Türkiye is a growing contributor to the climate crisis, which is taking a mounting toll on human rights around the world. While Türkiye ratified the Paris Agreement in 2021, its climate policies and commitments are “critically insufficient” to meet global goals to limit global warming to 1.5 degrees Celsius above pre-industrial levels, according to the Climate Action Tracker, an independent scientific project that tracks government climate action.

Türkiye’s failure to set and meet ambitious emission reduction targets is matched by a continuing commitment to running coal-supplied power plants and expanding coal extraction. In July, the destruction of the Akbelen forest in Muğla province to feed local coal power plants was met with strong resistance by the local community and climate activists. Police intervened to disperse protests with tear gas and water cannons, and there were numerous arbitrary detentions.

Key International Actors

The European Union in September announced further financial support to Türkiye for the most vulnerable Syrian refugees provided in return for restrictions on the entry of refugees and migrants to the EU. Although Türkiye is still formally a candidate for EU accession, the process is at a standstill.

In its enlargement report on Türkiye in November, the European Commission stressed that the “deterioration of human and fundamental rights continued,” pointing to “serious deficiencies in the functioning of Türkiye’s democratic institutions” and Erdoğan’s “unjustified advantage” in the presidential election.

In June, the United Nations Committee on the Rights of the Child recommended that the Turkish government “[e]nsure that children under 18 years of age are not detained or prosecuted under anti-terrorism laws,” that the minimum age of criminal responsibility be raised from its current level of 12 to “at least 14 years of age,” and that the minimum age of marriage be enforced as “18 years without exception.”

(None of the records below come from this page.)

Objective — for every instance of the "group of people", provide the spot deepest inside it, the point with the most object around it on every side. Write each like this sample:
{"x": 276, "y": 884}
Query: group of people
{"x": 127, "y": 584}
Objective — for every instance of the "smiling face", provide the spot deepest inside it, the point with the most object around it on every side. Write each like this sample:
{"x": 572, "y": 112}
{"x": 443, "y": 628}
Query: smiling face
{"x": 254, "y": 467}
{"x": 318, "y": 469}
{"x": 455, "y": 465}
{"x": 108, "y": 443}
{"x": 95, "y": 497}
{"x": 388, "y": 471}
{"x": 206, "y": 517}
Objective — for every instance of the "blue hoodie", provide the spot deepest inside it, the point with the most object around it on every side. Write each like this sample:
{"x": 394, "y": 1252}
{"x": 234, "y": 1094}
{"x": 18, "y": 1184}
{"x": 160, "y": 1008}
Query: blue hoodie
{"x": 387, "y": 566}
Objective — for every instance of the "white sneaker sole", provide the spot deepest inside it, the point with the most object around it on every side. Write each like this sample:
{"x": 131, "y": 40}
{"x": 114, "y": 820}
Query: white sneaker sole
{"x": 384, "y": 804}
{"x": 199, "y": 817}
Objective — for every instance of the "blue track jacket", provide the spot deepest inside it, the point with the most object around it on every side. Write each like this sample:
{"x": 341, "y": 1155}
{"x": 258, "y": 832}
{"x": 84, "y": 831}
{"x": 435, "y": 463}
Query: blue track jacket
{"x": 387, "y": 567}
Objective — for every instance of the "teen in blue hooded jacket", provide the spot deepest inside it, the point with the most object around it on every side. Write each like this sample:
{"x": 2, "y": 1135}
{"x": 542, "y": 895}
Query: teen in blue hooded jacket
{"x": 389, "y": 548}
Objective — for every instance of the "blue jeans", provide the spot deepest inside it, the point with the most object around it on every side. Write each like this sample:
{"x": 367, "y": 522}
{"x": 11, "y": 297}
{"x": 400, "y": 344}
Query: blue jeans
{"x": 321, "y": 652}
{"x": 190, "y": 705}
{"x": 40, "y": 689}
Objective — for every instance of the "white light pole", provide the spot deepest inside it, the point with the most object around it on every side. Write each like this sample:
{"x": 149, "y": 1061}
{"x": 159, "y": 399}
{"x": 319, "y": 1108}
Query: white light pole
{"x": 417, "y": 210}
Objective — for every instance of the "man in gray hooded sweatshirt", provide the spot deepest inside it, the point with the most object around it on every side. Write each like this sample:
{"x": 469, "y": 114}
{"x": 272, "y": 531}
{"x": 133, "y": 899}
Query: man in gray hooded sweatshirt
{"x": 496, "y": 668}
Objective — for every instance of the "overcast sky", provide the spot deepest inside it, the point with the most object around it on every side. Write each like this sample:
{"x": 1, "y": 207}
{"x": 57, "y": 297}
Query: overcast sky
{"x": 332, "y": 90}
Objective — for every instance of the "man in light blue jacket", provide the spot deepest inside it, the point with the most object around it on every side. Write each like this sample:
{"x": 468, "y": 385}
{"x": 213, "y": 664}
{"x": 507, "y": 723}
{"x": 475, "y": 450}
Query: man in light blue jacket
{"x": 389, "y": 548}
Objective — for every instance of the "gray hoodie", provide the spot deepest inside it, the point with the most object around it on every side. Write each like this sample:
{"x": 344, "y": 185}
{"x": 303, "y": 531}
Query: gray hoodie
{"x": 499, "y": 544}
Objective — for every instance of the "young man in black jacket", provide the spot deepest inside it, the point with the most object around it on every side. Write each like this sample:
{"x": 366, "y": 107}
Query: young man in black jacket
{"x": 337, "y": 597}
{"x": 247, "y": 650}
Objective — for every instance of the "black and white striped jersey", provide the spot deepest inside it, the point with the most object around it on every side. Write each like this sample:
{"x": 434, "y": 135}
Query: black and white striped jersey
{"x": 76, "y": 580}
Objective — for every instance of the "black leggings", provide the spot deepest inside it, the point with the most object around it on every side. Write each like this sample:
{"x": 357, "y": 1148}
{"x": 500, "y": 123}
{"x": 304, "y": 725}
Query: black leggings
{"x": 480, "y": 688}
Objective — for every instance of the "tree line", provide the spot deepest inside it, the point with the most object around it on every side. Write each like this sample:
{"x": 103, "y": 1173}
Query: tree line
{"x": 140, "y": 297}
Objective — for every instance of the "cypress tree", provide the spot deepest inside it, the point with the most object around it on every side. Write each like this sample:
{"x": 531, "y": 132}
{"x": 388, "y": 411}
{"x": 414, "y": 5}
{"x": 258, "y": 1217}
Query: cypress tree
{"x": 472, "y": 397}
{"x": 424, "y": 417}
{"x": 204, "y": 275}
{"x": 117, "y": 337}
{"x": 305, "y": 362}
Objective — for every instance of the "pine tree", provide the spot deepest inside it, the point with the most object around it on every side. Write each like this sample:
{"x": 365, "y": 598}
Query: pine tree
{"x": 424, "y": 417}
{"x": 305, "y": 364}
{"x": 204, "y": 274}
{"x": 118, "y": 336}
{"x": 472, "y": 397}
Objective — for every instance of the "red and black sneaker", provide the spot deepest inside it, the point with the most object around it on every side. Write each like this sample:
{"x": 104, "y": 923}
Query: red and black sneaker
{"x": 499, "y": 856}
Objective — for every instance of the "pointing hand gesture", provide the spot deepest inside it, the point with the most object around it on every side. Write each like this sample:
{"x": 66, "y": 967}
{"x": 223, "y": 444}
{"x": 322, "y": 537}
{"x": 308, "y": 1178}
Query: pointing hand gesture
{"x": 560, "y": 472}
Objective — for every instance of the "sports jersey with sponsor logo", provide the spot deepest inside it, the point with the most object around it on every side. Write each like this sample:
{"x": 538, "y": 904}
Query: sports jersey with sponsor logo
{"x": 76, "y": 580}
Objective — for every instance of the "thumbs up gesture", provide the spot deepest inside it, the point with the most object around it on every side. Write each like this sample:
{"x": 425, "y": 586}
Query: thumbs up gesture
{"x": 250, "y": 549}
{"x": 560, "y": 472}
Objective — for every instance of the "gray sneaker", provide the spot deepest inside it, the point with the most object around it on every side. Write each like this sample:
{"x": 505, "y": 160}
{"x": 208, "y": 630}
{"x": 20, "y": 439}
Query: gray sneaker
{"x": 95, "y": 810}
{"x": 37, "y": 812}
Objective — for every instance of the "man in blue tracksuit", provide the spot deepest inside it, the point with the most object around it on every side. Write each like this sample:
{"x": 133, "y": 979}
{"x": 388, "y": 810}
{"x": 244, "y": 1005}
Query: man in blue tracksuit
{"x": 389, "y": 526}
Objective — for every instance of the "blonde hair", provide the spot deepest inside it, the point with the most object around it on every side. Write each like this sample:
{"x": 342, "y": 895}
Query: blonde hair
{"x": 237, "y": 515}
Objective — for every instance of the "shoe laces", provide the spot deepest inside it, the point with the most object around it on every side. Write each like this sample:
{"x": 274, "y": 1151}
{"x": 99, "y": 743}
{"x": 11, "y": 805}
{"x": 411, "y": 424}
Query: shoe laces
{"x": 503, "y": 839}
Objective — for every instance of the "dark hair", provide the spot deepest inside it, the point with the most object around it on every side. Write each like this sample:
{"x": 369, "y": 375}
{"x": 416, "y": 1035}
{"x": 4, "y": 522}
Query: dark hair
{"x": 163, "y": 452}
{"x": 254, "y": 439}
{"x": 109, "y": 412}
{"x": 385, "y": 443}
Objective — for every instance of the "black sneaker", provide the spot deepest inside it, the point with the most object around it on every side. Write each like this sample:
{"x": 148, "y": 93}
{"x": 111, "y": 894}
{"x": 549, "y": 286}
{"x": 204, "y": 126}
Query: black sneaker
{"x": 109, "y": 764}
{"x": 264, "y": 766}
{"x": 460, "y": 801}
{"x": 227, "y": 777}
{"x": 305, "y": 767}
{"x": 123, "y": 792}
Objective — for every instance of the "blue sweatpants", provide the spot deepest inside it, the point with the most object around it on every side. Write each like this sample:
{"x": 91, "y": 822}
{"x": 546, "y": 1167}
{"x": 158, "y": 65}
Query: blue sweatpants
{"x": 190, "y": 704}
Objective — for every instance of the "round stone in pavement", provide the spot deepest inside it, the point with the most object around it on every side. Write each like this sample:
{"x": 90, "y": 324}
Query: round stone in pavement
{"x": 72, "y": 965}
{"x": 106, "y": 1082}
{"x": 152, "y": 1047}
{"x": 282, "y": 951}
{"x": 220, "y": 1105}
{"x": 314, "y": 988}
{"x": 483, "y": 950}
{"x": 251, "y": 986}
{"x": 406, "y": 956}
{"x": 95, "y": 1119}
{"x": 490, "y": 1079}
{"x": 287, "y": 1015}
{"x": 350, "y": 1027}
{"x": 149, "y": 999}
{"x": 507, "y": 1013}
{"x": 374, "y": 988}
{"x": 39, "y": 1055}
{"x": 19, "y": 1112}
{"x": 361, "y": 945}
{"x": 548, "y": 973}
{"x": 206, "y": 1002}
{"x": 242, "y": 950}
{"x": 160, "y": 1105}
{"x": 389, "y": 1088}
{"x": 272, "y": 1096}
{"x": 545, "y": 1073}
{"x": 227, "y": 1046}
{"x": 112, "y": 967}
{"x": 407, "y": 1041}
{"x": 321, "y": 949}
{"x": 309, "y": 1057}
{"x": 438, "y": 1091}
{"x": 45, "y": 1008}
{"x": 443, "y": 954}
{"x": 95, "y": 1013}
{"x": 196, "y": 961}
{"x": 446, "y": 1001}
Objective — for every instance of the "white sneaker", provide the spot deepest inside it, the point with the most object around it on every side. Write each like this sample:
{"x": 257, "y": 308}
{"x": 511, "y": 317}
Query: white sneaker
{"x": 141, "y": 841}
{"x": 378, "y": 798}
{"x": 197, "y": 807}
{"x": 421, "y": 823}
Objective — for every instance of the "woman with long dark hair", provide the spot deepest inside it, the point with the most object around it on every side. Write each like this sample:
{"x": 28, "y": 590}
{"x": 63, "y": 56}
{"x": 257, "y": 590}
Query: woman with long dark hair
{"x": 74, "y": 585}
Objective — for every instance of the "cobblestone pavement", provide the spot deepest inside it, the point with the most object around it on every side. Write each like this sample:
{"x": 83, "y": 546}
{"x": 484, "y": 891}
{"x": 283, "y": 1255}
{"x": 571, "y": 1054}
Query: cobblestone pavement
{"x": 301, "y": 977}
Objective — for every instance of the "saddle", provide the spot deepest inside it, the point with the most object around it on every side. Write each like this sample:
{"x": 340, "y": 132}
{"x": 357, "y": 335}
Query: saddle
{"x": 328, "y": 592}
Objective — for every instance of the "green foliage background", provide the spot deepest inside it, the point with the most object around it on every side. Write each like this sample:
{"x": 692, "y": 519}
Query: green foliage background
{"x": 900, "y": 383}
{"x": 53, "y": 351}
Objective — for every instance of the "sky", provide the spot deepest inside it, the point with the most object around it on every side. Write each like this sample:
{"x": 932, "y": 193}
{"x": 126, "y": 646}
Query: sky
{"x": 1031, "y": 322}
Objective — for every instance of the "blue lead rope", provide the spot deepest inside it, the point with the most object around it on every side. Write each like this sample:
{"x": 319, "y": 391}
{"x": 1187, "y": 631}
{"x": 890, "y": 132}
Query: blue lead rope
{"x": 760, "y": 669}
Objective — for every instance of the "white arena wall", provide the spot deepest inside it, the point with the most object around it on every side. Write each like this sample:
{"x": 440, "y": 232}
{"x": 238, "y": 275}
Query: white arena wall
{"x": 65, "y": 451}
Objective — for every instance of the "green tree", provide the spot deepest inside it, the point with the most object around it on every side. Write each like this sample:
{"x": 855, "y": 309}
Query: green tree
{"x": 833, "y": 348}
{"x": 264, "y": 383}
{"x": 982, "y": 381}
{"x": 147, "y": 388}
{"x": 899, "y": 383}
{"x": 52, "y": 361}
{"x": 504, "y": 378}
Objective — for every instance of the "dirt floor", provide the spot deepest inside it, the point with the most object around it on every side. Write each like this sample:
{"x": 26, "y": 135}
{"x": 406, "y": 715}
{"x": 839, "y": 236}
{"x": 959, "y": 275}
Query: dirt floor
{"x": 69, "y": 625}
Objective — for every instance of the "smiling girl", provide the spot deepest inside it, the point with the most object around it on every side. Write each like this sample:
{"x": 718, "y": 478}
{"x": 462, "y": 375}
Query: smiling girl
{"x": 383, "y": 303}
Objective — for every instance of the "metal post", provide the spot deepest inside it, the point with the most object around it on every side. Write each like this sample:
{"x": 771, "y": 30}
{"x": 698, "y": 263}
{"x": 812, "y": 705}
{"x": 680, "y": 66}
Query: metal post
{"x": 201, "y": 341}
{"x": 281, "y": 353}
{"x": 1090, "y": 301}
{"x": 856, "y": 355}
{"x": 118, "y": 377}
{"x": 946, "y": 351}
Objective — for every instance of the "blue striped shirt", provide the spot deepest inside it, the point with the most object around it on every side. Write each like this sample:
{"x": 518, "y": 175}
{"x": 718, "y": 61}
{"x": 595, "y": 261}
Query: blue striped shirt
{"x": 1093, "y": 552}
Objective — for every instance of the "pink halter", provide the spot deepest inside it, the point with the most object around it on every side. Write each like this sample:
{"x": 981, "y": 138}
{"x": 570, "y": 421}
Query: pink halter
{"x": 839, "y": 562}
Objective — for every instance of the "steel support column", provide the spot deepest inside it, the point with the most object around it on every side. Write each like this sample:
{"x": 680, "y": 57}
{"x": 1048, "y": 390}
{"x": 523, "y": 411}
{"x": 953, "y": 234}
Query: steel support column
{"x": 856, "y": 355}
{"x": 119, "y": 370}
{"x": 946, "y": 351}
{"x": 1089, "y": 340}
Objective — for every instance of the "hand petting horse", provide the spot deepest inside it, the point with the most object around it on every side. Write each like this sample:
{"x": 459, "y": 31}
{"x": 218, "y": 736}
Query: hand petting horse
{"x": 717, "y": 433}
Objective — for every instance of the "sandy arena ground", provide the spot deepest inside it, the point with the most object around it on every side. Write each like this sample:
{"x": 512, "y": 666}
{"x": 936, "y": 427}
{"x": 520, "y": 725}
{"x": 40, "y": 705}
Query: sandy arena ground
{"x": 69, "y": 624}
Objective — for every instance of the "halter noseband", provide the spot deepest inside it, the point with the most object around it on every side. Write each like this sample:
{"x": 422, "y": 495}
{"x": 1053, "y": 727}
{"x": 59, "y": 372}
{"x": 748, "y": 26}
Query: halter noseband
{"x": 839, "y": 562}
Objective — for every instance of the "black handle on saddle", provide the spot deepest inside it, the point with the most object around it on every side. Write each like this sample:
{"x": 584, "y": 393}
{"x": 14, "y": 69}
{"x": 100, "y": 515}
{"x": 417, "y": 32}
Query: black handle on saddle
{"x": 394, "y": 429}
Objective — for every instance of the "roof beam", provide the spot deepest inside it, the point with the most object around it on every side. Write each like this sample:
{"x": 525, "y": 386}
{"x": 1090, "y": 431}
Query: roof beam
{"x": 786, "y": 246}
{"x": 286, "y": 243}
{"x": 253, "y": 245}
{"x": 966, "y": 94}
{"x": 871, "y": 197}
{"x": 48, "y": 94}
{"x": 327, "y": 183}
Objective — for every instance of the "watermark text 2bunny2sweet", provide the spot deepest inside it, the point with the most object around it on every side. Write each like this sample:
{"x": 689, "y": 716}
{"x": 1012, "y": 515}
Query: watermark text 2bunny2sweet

In September, the ECtHR issued a judgment (Yalçınkaya v. Türkiye) with implications for tens of thousands in Türkiye persecuted for their alleged association with the Gülen movement. The court found that being prosecuted and convicted for “membership of a terrorist organization” mainly on the basis of having a mobile phone application called ByLock allegedly used by Gülen followers was an arbitrary application of the law, violating the principle of legality. The judgment also found violations of fair trial and freedom of association rights and ruled that Türkiye needed to implement general measures to prevent thousands of similar cases from coming before the ECtHR.